Wednesday, 25 Mar 2026

House conservatives erupt over Senate GOP, White House deal amid SAVE Act fight

Conservative House members are revolting against a Senate GOP deal to end the DHS shutdown, arguing that a budget reconciliation plan for ICE and voter ID is a political trap.


House conservatives erupt over Senate GOP, White House deal amid SAVE Act fight

Senate Republicans are eyeing a second "big, beautiful bill" via the budget reconciliation process aimed at funding portions of Immigration and Customs Enforcement (ICE) that would likely get little to no Democratic support.

But a growing contingent of House Republicans who are refusing to vote for any Senate-led legislation are crying foul on that portion of the plan.

"This is gaslighting. The American people are not stupid and will not accept more failure theater from Republicans in Congress."

Rep. Randy Fine, R-Fla., who led a letter to Senate Majority Leader John Thune, R-S.D., vowing to oppose Senate bills until the SAVE America Act was passed, signaled he would reserve final judgment until a legislative proposal was released. But he did signal some skepticism in comments to Fox News Digital on Tuesday.

"It will not resolve my issue. I mean, look, they can say they'll put it in reconciliation if they want. But I will continue to vote no on all Senate bills until the SAVE America Act is passed," Fine said.

He made an exception for funding DHS, however, particularly if the final Senate bill was a modified version of that which the House already passed in January.

The working framework would see ICE funding carved from the broader DHS spending bill, something Senate Democrats have tried to do in recent weeks but were blocked by Senate Republicans. That means most of the agency would be reopened, and ICE would be dealt with in the future through budget reconciliation, the process that nearly ripped the GOP apart last year when they passed the "big, beautiful bill." And part of the deal would also see Republicans pair portions of the SAVE America Act tossed in with ICE funding, which some Senate Republicans are already skeptical of.

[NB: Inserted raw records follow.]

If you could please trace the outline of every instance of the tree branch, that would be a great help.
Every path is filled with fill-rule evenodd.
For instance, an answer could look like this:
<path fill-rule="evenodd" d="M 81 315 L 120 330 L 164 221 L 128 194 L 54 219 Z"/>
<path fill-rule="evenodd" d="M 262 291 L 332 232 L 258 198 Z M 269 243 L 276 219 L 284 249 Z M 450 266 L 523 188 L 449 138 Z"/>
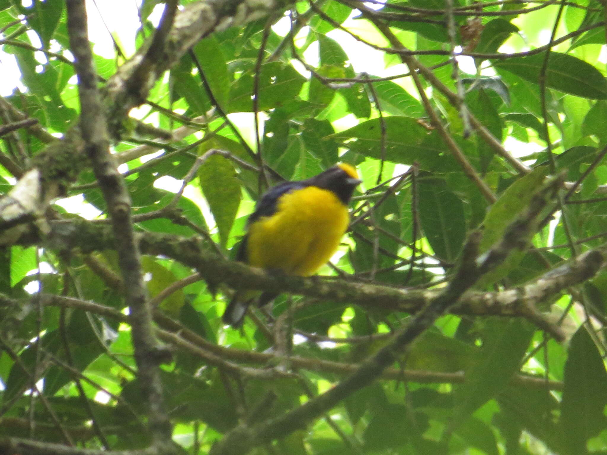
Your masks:
<path fill-rule="evenodd" d="M 132 328 L 137 376 L 143 398 L 148 406 L 152 447 L 171 453 L 172 430 L 163 403 L 159 348 L 154 337 L 152 312 L 146 295 L 139 249 L 133 231 L 131 198 L 109 153 L 107 124 L 88 39 L 84 0 L 67 0 L 67 31 L 78 77 L 80 129 L 84 149 L 92 161 L 95 177 L 112 219 Z"/>

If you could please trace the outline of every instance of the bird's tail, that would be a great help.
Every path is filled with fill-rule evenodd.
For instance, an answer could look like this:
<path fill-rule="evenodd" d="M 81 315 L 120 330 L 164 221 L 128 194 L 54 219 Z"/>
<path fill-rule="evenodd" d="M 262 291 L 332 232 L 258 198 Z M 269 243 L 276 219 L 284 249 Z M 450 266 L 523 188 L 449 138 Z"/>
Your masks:
<path fill-rule="evenodd" d="M 259 295 L 259 291 L 246 290 L 237 291 L 223 312 L 223 323 L 229 324 L 235 329 L 240 328 L 245 320 L 245 315 L 246 314 L 249 305 L 258 295 Z M 276 294 L 263 292 L 259 297 L 258 304 L 259 306 L 263 306 L 270 303 L 276 297 Z"/>

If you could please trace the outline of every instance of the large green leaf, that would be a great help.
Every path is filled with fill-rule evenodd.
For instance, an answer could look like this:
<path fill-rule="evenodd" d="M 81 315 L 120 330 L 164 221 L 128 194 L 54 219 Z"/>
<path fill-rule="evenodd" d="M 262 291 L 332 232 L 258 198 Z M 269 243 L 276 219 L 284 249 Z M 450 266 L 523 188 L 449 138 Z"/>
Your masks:
<path fill-rule="evenodd" d="M 438 135 L 429 131 L 415 119 L 392 116 L 385 117 L 384 120 L 386 130 L 384 150 L 386 160 L 409 165 L 417 162 L 422 169 L 428 170 L 436 169 L 444 172 L 456 169 L 452 160 L 443 156 L 446 147 Z M 371 158 L 382 157 L 381 125 L 379 118 L 364 122 L 330 138 L 354 140 L 347 143 L 350 150 Z"/>
<path fill-rule="evenodd" d="M 200 153 L 206 147 L 201 147 Z M 209 157 L 198 170 L 200 189 L 209 204 L 219 231 L 219 238 L 225 245 L 240 204 L 240 185 L 234 166 L 218 155 Z"/>
<path fill-rule="evenodd" d="M 474 52 L 478 53 L 490 54 L 497 52 L 504 42 L 510 35 L 518 32 L 518 27 L 500 18 L 489 21 L 485 24 L 478 44 Z"/>
<path fill-rule="evenodd" d="M 232 85 L 228 110 L 253 110 L 254 70 L 246 71 Z M 299 93 L 305 79 L 290 65 L 270 62 L 262 65 L 259 78 L 259 109 L 266 110 L 282 106 Z"/>
<path fill-rule="evenodd" d="M 322 12 L 332 19 L 337 24 L 341 24 L 352 13 L 352 8 L 347 5 L 344 5 L 335 0 L 329 1 L 322 5 Z M 310 21 L 310 27 L 318 33 L 324 35 L 327 32 L 335 29 L 333 23 L 326 21 L 319 15 L 314 15 Z"/>
<path fill-rule="evenodd" d="M 466 382 L 454 393 L 454 426 L 507 385 L 520 368 L 533 332 L 532 327 L 521 319 L 487 321 L 483 345 L 466 372 Z"/>
<path fill-rule="evenodd" d="M 392 81 L 373 83 L 373 89 L 382 110 L 393 115 L 419 118 L 424 115 L 424 108 L 407 90 Z"/>
<path fill-rule="evenodd" d="M 537 83 L 545 54 L 497 60 L 493 66 Z M 551 52 L 546 86 L 560 92 L 593 99 L 607 99 L 607 80 L 589 63 L 568 54 Z"/>
<path fill-rule="evenodd" d="M 48 49 L 49 42 L 57 28 L 63 5 L 63 2 L 34 0 L 30 7 L 25 8 L 24 15 L 29 16 L 27 22 L 40 36 L 44 49 Z"/>
<path fill-rule="evenodd" d="M 487 251 L 500 241 L 506 228 L 526 209 L 531 198 L 541 187 L 548 172 L 548 166 L 540 166 L 517 179 L 491 206 L 483 221 L 483 239 L 479 246 L 481 252 Z M 532 235 L 528 236 L 527 241 L 531 240 Z M 524 249 L 510 251 L 501 264 L 479 280 L 476 286 L 483 287 L 503 278 L 520 263 L 525 254 Z"/>
<path fill-rule="evenodd" d="M 586 442 L 607 428 L 607 372 L 586 327 L 569 343 L 561 403 L 563 455 L 588 453 Z"/>
<path fill-rule="evenodd" d="M 466 239 L 464 204 L 442 178 L 419 179 L 419 220 L 435 254 L 453 263 Z"/>
<path fill-rule="evenodd" d="M 38 268 L 36 248 L 24 248 L 15 245 L 10 251 L 10 286 L 12 288 L 25 277 L 27 273 Z"/>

The remainder of DHS would be funded via a bipartisan deal that could be released as soon as Tuesday.

But the budget reconciliation process is a long and politically arduous path that could take months - a particularly difficult feat in an election year.

There's also been skepticism in both the House and Senate that Republicans' razor-thin majorities could unite enough to pass another massive bill, like the one signed into law by Trump in July that mainly dealt with his tax plans.

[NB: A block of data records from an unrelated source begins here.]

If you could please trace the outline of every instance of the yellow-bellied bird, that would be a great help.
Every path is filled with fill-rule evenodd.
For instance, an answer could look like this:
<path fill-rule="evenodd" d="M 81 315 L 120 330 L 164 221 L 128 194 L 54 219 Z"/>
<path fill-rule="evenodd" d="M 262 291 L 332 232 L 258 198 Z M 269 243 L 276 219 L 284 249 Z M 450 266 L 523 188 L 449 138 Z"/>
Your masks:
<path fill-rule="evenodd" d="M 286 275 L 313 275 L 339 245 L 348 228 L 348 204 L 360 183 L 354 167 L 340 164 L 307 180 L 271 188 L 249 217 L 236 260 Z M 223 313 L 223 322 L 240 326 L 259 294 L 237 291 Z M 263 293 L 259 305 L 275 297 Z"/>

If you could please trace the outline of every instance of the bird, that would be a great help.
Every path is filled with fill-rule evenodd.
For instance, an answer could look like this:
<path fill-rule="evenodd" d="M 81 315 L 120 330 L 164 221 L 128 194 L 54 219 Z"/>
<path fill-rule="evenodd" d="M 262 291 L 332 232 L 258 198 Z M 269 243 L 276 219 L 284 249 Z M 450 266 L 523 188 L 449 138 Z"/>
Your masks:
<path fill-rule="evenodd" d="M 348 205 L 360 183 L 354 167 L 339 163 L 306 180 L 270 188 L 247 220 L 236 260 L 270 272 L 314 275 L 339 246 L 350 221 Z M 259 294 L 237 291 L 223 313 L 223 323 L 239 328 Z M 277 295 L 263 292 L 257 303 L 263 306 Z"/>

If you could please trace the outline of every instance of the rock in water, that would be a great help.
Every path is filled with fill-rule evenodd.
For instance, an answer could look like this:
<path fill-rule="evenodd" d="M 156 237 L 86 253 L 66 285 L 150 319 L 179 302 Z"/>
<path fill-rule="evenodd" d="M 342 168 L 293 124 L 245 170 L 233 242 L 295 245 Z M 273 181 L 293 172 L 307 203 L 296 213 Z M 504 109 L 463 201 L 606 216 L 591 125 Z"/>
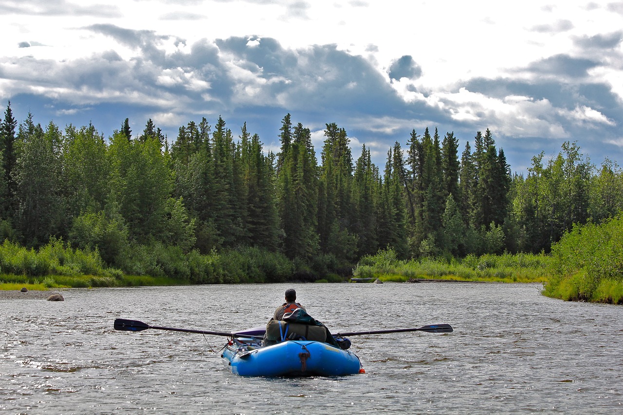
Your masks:
<path fill-rule="evenodd" d="M 47 297 L 48 301 L 65 301 L 65 298 L 63 296 L 57 292 L 55 292 L 54 294 Z"/>

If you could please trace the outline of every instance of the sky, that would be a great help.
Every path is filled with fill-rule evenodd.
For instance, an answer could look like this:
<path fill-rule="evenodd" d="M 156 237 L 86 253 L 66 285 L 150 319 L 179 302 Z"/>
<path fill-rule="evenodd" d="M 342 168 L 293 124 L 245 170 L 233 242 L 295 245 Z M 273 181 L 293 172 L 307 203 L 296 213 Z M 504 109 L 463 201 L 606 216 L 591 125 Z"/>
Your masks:
<path fill-rule="evenodd" d="M 411 133 L 489 128 L 513 172 L 565 141 L 623 164 L 623 1 L 3 0 L 0 108 L 105 136 L 219 116 L 278 152 L 283 117 L 384 166 Z"/>

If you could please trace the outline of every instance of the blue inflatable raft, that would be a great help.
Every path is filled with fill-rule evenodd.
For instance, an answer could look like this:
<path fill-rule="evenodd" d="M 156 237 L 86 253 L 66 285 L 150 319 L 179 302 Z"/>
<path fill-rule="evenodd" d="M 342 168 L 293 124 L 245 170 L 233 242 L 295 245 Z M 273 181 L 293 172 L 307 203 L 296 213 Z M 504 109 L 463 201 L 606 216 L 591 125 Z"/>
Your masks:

Conservatives have also noted that there's little chance many of the SAVE America Act's provisions could survive the strict guardrails around what can be included in reconciliation.

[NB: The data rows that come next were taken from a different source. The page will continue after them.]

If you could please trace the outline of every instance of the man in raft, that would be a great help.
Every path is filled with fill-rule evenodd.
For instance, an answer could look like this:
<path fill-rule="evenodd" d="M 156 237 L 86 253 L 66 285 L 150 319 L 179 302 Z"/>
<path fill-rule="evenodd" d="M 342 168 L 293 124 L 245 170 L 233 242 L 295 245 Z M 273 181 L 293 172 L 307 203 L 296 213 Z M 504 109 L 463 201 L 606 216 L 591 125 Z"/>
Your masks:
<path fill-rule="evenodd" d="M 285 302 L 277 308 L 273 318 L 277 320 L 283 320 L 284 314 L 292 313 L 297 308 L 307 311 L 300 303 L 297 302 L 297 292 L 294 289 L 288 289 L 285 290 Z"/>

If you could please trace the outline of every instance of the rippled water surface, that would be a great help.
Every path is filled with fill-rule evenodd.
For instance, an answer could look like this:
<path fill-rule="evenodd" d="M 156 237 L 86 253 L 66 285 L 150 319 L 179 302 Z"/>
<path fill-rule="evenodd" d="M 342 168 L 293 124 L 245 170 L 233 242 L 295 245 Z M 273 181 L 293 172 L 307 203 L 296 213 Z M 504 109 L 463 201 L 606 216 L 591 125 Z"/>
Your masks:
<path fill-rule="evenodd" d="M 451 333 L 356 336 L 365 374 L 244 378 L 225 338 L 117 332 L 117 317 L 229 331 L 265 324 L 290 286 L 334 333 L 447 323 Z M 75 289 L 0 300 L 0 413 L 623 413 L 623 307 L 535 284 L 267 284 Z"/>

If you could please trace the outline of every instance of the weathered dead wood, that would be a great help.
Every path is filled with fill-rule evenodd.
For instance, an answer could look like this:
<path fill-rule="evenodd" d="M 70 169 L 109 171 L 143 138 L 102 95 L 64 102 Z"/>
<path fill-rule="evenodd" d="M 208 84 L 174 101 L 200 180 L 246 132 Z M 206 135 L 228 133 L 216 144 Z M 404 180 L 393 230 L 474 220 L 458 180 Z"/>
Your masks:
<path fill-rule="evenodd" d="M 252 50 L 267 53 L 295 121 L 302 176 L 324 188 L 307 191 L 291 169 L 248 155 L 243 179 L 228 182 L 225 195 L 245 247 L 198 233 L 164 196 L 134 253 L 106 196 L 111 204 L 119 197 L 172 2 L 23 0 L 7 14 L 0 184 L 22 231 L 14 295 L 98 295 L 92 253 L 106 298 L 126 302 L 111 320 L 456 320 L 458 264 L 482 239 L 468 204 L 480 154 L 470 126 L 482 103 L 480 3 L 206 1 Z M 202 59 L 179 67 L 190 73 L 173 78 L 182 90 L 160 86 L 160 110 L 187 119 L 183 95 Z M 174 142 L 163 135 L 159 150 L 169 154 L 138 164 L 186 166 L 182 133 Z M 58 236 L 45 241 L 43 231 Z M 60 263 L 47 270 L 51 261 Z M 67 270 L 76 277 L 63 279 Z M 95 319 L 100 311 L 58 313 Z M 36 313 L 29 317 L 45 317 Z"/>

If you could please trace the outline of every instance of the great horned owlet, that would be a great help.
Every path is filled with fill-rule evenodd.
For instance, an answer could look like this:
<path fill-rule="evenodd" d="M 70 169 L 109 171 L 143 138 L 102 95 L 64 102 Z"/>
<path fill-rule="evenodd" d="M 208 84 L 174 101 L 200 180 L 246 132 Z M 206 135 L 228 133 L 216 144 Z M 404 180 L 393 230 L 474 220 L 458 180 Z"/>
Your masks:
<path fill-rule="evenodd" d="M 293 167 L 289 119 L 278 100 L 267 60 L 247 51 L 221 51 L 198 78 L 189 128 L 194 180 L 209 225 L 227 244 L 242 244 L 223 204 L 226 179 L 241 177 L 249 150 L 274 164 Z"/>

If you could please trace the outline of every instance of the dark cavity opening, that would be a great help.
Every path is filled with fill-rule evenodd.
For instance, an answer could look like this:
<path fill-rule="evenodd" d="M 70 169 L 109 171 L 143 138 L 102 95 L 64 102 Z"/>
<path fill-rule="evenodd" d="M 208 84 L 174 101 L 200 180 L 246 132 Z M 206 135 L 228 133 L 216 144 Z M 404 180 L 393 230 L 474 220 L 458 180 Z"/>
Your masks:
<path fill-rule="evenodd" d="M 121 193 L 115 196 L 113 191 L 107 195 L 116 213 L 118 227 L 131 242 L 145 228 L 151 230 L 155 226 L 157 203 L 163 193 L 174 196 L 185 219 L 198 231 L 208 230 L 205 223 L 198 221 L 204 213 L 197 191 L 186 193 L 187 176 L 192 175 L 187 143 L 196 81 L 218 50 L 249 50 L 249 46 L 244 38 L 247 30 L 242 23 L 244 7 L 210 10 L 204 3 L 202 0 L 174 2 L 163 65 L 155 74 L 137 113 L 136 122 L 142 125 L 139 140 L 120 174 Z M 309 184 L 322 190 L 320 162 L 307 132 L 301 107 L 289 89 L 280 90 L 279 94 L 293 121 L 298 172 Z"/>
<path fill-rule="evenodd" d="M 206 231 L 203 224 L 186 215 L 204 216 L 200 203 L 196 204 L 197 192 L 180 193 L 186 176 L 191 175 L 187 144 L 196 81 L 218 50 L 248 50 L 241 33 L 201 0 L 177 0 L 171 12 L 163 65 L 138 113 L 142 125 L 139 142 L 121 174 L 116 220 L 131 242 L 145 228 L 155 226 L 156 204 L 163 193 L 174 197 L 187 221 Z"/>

A source familiar with the House Freedom Caucus's thinking also panned the prospective deal to Fox News Digital.

"Radical progressive Democrats shut down Homeland Security to protect criminal aliens. Why on earth would we hand them exactly what they want by keeping the deportation wing unfunded?" the source said on Tuesday. "We hold the leverage. Don't surrender it. No more kicking immigration enforcement down the road, so Democrats can take a victory lap."

It would put the group at odds with not only Republican leaders in the Senate, but potentially the White House as well.

And a source familiar with negotiations on DHS retorted to Fox News Digital that the Freedom Caucus' argument comparing the talking filibuster with reconciliation was "not even close to being the same."The key difference is that during reconciliation there is limited debate and only amendments that deal directly with what's in the package can be offered, while in a talking filibuster there is unlimited debate and unlimited amendments.The Senate GOP wanted to avoid the latter scenario, given that they aren't unified to block every Democratic amendment that could have drastically altered the SAVE America Act.